Postdoc in polymer or organic chemistry, materials or engineering science: Germany
The research group of Prof. Dr. Ulrich S. Schubert at the Cluster of Excellence Balance of the Microverse invites applications for a Postdoctoral Position (m/f/d) to conduct research on the project “Developing bioreactors enabling planctomycetal small molecule production” commencing on 01.02.2023.
A later start may be possible if desired. The position is initially limited to 2 years.

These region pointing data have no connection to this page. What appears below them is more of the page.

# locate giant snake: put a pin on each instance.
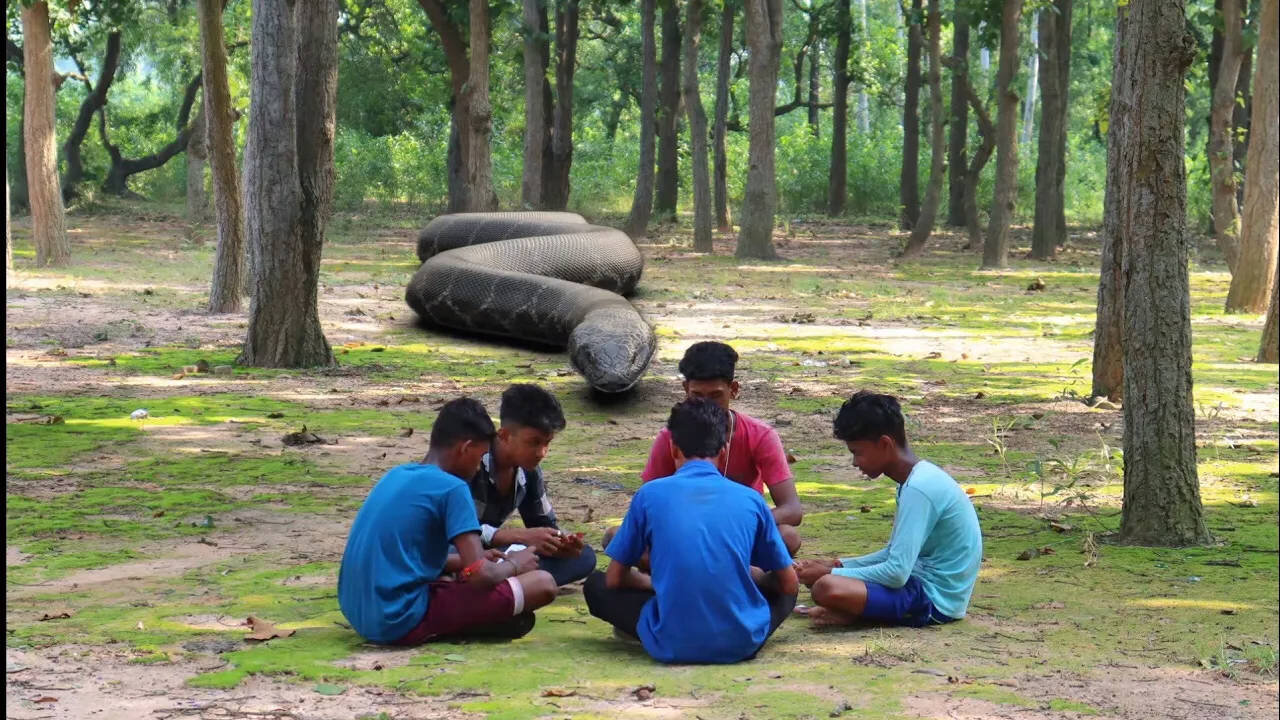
(548, 278)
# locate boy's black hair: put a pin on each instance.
(698, 428)
(531, 406)
(460, 420)
(868, 415)
(709, 360)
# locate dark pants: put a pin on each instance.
(568, 569)
(621, 607)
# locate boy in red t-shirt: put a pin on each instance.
(754, 456)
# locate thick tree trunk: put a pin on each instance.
(1055, 36)
(641, 203)
(721, 156)
(668, 114)
(229, 278)
(197, 154)
(1109, 329)
(1161, 490)
(760, 196)
(1221, 158)
(479, 159)
(956, 151)
(1260, 229)
(937, 137)
(536, 132)
(909, 180)
(995, 253)
(837, 182)
(1270, 349)
(92, 101)
(562, 124)
(288, 178)
(696, 130)
(48, 215)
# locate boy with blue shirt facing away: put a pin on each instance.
(391, 584)
(927, 573)
(703, 601)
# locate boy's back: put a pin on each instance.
(704, 532)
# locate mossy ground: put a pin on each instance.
(158, 536)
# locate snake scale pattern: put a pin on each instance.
(549, 278)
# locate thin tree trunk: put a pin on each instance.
(721, 156)
(696, 130)
(1109, 329)
(956, 147)
(48, 215)
(937, 137)
(562, 124)
(229, 277)
(197, 154)
(479, 160)
(641, 203)
(668, 114)
(535, 119)
(1221, 159)
(760, 196)
(995, 253)
(909, 180)
(1260, 229)
(1161, 488)
(837, 182)
(288, 178)
(1055, 36)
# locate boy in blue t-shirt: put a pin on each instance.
(391, 587)
(703, 601)
(927, 572)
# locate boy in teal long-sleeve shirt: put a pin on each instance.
(927, 572)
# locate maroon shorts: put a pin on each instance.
(453, 607)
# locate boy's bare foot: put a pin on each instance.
(827, 618)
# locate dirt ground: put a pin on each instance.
(54, 319)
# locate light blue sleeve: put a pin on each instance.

In this project, we will create porous biocompatible 3D polymers and chemically tailor their internal surface to enable immobilization / growth of planctomycetes, respectively create a tailored local environment to utilize their function in small molecule production. The desired production and excretion of small molecules as in natural environments is aimed at under standard laboratory conditions. Next to the accessibility and the biocompatibility of the internal surfaces of the created porous polymers, those will be modified by moieties that favourably interact with planctomycetes, such as glucose, laminarin, chondroitin or N-acetylglucosamine by surface modification / grafting approaches. Once the compatibility of the chemically designed materials with planctomycetes is achieved, growth medium will be pumped through the tailor-made reactors at optimized residence times. The effluent is monitored online with suitable detectors and, on desire, collected in fractions for liquid chromatographic investigations including mass spectrometric analysis. The aim is discovering novel small molecules from planctomycetes and in a further step, a sequential combination of reactors is envisaged to enrich function of the lab scale devices. In a further step towards generalization of the approach, the investigation of different bacterial species could mimic microbial interactions, suspected to further stimulate and diversify small molecule production. In the polymer part of the project, the (i) chemistry and structure of the porous 3D materials is experimentally designed and optimized to enable planctomycete immobilization / growth, (ii) small scale engineering devices are created to test for function, and (iii) upscaling toward a potential future commercial application will be addressed. This interdisciplinary project combines polymer science with microbiology. By employing an iterative prototype-test-evaluate-strategy in the lab that enables harvesting function from biological material, the project should create new ground for small molecule production.